We are to be baptized with the Holy Spirit, but being baptized in the Spirit is not enough. This same Spirit requires something of us. These requirements are the laws and life-giving power of the Spirit. The baptism of the Spirit is a baptism of grace, but when the requirements have been met, it becomes a baptism of righteousness. Between this grace and righteousness, the fire reigns—the fire with which Christ was baptized. In other words, the requirements are contained in the fire, which consumes sin in the flesh. We are born again by water and Spirit, but after we have been born again, the Spirit unites with the third witness: the blood. 1 John 5:7-8. This witness testifies of sacrifices in the Spirit, since Jesus sacrificed Himself in the power of an eternal Spirit and was raised up through the blood of the everlasting covenant. Heb. 13:20.
We are born by water and Spirit, but we are also born from above of the incorruptible seed, through the Word of God, which lives and abides forever. This shows that the Word was already flesh when we were born again, because the Word became flesh and dwelt among us. Since sin dwells in the flesh even after the new birth, and we still receive the Word through the Holy Spirit, it’s clear that the flesh, which is the Word in Him, will become flesh in us by acknowledgment in the Spirit. A word is a word before it is carried out; however, once it is carried out, then it is fulfilled. Nevertheless, the Word was considered and reckoned to be a word before it was fulfilled, because God’s foreknowledge in the Spirit of truth testified through the holy prophets about the sufferings and death of Christ and the glories that would follow, in that He called things that did not exist as though they did.

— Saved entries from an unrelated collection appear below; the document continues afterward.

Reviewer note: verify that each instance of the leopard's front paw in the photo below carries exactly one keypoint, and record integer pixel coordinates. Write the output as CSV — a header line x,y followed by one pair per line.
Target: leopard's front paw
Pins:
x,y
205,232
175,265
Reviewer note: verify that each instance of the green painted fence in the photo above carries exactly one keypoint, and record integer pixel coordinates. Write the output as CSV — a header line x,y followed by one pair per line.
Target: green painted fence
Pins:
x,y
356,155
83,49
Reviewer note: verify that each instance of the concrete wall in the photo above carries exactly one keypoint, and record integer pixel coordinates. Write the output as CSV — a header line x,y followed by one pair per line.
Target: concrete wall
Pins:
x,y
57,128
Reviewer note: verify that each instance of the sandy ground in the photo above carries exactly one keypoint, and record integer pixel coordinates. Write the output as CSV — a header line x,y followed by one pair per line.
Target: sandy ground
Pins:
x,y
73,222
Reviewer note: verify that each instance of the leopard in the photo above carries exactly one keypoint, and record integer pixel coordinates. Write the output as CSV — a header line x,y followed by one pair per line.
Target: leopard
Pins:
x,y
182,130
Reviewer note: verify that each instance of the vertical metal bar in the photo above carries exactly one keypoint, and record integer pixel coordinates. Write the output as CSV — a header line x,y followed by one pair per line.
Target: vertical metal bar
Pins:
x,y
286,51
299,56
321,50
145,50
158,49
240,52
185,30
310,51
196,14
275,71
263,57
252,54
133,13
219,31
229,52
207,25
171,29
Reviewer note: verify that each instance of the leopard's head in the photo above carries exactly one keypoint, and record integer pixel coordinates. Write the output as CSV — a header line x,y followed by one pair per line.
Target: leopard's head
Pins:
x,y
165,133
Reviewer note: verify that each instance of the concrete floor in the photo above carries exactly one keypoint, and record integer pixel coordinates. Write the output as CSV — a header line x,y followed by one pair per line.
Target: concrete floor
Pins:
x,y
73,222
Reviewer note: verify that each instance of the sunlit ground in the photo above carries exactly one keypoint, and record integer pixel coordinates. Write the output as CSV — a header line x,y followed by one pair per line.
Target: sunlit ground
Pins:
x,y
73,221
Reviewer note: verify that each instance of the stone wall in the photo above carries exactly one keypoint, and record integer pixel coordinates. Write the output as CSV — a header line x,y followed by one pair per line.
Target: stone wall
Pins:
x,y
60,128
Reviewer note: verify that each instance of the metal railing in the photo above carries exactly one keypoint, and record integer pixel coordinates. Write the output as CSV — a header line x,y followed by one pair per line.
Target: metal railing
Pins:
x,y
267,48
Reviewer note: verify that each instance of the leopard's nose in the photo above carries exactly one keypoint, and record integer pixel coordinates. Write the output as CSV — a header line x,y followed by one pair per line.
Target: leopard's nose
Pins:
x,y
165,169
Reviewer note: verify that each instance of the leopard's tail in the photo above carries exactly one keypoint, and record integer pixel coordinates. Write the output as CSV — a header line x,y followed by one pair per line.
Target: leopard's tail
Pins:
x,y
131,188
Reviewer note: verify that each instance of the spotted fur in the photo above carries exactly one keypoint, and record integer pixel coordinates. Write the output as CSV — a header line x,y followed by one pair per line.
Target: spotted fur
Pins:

Similarly, even after we are born again, our flesh is permeated with the law of sin. But God has spoken the word that the seed of the woman would crush the serpent’s head. Therefore, this word is reckoned as flesh before that has taken place, because it has been fulfilled in Christ; and because Christ’s faithfulness was so perfect, God could speak words beforehand and testify in the Spirit of truth as though the work had already been fulfilled. Our faithfulness in the Spirit makes us partakers of the glories of Christ. However, even if someone is unfaithful, Christ remains faithful, and through this faithfulness the body of sin has already been destroyed in Him. A person’s unfaithfulness does the most harm to themself if it isn’t done away with in them by the work of Christ.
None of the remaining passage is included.